Oregon Health and Sciences University, Portland, OR, USA.

OBJECTIVES
Aortobifemoral graft (ABFG) infections presenting with single limb involvement can be managed with unilateral limb excision or complete graft removal. This study aims to identify factors predictive of subsequent contralateral limb infection in patients initially undergoing unilateral limb excision.
METHODS
A retrospective review of patients treated for infected ABFGs from 2001-July 2014 was performed. Endovascular and aortic tube graft infections were excluded. Primary outcomes were freedom from contralateral graft limb excision, overall survival and factors potentially predictive of subsequent contralateral limb infection.
RESULTS
Fifteen patients underwent unilateral graft limb excision with retroperitoneal exploration of the affected ABFG limb and revascularization for unilateral graft limb infection.
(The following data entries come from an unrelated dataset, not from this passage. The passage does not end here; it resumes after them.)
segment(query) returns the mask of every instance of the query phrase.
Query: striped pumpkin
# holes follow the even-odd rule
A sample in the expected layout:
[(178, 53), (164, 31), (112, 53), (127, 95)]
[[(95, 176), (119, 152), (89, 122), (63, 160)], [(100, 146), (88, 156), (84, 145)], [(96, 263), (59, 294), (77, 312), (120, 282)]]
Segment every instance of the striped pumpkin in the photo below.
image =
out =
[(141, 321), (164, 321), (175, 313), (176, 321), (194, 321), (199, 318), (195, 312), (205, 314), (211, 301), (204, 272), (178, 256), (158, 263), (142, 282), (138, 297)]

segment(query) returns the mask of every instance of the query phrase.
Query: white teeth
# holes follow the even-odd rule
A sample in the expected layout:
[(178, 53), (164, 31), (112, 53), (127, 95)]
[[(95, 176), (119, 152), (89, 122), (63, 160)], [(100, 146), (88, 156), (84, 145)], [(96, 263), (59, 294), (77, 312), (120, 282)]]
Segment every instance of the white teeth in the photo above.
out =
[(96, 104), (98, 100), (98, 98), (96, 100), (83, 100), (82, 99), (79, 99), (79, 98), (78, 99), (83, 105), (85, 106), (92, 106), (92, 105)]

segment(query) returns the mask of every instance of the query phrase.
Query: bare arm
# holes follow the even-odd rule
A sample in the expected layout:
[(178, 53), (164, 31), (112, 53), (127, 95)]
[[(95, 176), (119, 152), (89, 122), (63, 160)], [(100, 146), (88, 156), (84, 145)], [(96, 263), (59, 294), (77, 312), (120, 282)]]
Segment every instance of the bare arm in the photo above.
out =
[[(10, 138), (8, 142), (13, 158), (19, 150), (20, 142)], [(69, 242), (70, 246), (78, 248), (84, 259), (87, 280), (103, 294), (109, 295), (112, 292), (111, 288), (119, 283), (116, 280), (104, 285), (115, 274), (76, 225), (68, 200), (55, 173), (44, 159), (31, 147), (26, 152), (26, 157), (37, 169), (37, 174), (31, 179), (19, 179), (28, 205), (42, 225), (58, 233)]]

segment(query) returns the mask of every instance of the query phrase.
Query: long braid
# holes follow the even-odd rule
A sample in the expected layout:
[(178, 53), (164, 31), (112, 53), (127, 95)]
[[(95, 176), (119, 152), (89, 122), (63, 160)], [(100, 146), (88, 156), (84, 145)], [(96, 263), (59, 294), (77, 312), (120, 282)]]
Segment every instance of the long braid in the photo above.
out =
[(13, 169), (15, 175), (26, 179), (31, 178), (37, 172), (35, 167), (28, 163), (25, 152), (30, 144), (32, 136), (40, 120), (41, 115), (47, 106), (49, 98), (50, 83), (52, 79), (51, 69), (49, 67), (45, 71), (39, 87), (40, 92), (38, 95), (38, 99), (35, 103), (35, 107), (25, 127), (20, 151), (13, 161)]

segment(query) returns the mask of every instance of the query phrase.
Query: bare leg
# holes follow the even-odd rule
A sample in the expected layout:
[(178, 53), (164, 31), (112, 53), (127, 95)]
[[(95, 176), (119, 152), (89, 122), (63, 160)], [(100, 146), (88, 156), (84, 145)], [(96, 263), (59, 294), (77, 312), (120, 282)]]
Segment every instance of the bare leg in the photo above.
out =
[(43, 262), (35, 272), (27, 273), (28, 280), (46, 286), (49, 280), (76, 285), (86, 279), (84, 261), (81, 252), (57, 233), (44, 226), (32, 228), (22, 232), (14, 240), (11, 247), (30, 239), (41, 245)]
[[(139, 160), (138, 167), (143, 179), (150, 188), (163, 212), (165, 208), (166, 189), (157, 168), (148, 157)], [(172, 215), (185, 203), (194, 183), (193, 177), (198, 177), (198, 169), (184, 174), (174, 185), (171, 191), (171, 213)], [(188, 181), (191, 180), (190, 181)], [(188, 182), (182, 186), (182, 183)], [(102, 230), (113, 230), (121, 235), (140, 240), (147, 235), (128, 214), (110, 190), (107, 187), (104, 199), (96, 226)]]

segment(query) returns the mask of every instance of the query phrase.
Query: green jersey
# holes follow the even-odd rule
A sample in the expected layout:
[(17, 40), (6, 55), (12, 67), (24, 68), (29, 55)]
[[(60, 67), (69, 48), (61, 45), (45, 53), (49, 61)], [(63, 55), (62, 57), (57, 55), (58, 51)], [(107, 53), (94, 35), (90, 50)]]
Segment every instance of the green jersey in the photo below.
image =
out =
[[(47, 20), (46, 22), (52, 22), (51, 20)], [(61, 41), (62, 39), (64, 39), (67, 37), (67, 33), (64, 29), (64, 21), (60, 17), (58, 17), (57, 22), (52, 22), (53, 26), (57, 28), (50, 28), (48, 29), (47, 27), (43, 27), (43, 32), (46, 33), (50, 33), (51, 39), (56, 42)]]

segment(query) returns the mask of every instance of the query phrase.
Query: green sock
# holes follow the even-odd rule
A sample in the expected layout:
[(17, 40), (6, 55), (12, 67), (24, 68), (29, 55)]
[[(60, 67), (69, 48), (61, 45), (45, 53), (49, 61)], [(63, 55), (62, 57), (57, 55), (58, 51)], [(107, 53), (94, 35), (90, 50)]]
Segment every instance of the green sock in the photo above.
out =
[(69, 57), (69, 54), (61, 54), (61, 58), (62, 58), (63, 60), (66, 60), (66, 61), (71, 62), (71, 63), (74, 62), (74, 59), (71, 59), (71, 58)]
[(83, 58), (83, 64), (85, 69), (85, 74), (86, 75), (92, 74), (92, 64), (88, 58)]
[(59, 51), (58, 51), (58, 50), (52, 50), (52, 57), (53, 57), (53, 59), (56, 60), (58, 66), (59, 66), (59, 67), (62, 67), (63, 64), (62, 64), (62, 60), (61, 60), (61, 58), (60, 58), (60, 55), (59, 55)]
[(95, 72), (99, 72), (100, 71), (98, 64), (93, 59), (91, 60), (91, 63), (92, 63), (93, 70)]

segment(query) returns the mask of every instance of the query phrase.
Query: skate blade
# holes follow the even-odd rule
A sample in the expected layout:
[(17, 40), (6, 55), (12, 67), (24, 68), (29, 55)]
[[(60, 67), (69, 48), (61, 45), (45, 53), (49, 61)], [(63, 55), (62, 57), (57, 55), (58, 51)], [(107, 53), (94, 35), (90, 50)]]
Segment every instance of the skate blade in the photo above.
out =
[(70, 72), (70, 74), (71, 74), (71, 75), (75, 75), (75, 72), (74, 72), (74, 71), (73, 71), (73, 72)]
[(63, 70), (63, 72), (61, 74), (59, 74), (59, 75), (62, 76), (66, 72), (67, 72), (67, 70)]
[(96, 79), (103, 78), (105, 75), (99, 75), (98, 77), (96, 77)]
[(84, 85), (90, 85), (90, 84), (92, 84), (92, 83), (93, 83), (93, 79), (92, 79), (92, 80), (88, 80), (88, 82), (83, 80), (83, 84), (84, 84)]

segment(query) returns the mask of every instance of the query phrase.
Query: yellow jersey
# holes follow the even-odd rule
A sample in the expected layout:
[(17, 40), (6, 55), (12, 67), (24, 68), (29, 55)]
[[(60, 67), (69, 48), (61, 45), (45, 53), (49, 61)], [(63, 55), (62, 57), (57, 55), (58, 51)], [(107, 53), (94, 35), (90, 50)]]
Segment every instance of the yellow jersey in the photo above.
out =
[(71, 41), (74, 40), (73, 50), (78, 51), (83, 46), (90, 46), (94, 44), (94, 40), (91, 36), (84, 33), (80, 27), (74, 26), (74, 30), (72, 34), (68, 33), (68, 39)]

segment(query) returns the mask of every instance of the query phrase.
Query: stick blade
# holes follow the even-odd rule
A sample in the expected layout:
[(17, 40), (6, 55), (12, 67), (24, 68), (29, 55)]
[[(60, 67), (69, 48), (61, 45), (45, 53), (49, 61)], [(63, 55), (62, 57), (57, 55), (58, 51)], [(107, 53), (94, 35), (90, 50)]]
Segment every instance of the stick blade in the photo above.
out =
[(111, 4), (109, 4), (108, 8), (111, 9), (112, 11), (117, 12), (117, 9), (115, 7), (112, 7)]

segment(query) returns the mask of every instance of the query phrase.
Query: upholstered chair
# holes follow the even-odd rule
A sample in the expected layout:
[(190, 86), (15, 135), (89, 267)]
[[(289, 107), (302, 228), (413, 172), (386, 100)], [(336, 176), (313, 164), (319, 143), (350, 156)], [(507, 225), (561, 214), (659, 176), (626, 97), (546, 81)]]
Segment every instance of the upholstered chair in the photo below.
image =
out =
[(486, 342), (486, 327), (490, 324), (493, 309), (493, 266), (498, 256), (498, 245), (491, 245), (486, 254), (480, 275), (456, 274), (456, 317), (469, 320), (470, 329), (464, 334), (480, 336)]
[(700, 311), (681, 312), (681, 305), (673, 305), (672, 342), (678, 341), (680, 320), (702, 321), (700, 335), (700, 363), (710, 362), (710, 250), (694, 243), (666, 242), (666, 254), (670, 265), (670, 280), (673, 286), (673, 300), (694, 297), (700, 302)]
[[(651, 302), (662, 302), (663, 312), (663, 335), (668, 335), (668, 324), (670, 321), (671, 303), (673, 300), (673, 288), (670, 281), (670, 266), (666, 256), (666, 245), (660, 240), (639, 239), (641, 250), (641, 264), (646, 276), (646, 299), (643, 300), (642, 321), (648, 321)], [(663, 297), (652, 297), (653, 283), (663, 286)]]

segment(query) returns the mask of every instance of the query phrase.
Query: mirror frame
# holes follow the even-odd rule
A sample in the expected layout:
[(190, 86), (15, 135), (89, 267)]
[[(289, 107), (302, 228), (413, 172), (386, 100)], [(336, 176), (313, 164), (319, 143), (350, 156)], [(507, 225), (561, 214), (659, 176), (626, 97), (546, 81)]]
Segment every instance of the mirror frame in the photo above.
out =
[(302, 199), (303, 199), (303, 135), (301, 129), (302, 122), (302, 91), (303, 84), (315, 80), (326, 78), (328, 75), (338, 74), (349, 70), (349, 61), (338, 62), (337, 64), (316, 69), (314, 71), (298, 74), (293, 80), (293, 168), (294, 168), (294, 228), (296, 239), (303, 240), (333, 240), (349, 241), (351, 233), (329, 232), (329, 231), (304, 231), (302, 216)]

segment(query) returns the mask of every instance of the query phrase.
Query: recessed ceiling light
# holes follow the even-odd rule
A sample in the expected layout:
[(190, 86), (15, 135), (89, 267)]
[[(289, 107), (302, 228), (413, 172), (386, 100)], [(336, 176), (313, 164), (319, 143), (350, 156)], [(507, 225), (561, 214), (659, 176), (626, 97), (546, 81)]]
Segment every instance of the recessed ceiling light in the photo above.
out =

Original indication for placement of the ABFG was aortoiliac occlusive disease in 11 patients and aneurysm in 4. All patients had no clinical or radiographic evidence for contralateral limb infection at initial presentation. Seven patients, all of whom underwent initial operation for aortoiliac occlusive disease developed contralateral limb infection at a median follow up of 23.2 months. The remaining 8 patients had no evidence of contralateral limb infection at median follow up of 38.8 months. Patient demographics were similar between the two groups. Five of the seven patients who developed contralateral limb infection had imaging evidence of ipsilateral graft infection above the inguinal ligament at the time of initial graft infection. Operative exploration during unilateral excision in this group revealed a well-incorporated graft without extension to the bifurcation. There was no dominant organism cultured in either group and duration of targeted antibiotic therapy was similar in both groups (≥ 6 weeks). For the series, there were no amputations and overall mortality was 40% with median follow-up of 44.7 months.
CONCLUSIONS
Unilateral infection of an ABFG can be managed with single limb excision, however, 50% of patients will return with contralateral limb infection at a median of two years. Clinical assessment of graft incorporation lacks specificity and does not indicate freedom from contralateral limb infection. Factors predicting contralateral involvement include initial operation for aortoiliac occlusive disease and initial imaging or operative findings suspicious for infection above the inguinal ligament of the unilateral limb.